There are three ways to grow nominal GDP
M (money supply) x V (velocity) = Q (output) x P (price inflation)
1 - Increase the money supply
2 - Increase the velocity of money
3 - Increase inflation
Let's use an example of a place called Fantasy Land (fitting for our current situation).
A farmer sells $50 in corn to a neighbor. The farmer then spends $30 to get their tractor fixed from another neighbor and spends $20 on a bottle of moonshine at the local "packy."
The GDP of this fine community is $100 assuming their is no inflation (hence the name Fantasy Land). Using the above formula we have:
Money Supply ($50) X Velocity (2, how many times the money was turned) = Inflation (0%) X Output ($100)
Getting back to Fantasy Land, excuse me the US economy, banks are not lending and people are not spending. There is NO demand, so there is no velocity. Money is not turning over. Small business surveys continually state that their top concern is not lack of credit, but rather lack of customers.
So the Fed must grow the monetary base (even though Banana Ben has said they are not creating money). Look at the two charts below of money supply and velocity. They have offset one another causing no real GDP growth, only nominal.
The Fed through QE is trying to make money so cheap it creates demand through inflation expectations (that car will be more expensive next month so I'll buy it today) and overall demand (I'll remodel that basement because Home Depot has zero interest rates for 18 months).
Problem is it's not working. Demand is not there. The Fed is hoping QE will raise stock prices, which obviously has worked and give people a sense of wealth, a desire to spend.
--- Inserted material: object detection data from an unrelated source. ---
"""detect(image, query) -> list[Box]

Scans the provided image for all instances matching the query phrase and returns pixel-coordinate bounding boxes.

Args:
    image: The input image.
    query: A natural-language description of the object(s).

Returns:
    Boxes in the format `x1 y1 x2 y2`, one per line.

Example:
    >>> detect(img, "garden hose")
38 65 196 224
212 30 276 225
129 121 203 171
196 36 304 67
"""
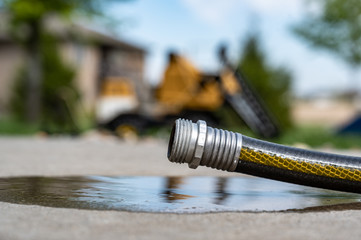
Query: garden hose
168 119 361 193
It's also caused yield chasing and the use of massive leverage (leverage is now back to LEH levels which is truly astonishing).
Commodities have been a great trade and people have piled in. The result is rising input costs which cannot be passed along because there is no demand. As input costs rise margins are compressed. Expect higher layoffs as firms do all they can to manage the bottom line. Bernanke's efforts seems to be choking any demand left in the economy.
Input costs have risen, treasury yields have risen, gas at the pump has risen and now the USD has begun to catch a bid. The market looks forward to QE3 but honestly Banana Ben may not have the opportunity to see that happen. The debt ceiling will be reached in less than 8 weeks and in a recent survey 70% of Americans do not want it raised. Sure Congress can do what they want, they have done so for years. But, the last election has taught many that if they want to keep their jobs they better listen. The bond market may be telling them the credit card is stopped. We see what's happening in the municipal bond market.
A former Atlanta Fed President has publicly called out the Fed, their QE and their solvency. Dallas Fed President Fischer has also publicly cast his no vote for further QE beyond June.
Just recently two regional Fed manufacturing surveys were revised downward. QE is not working other than wealth effect which is not driving demand. Bernanke is not a dumb man. He lacks business sense for sure but at some point the Bernanke put will expire. To think the Fed will always be there is a clear sign group think is wrong again.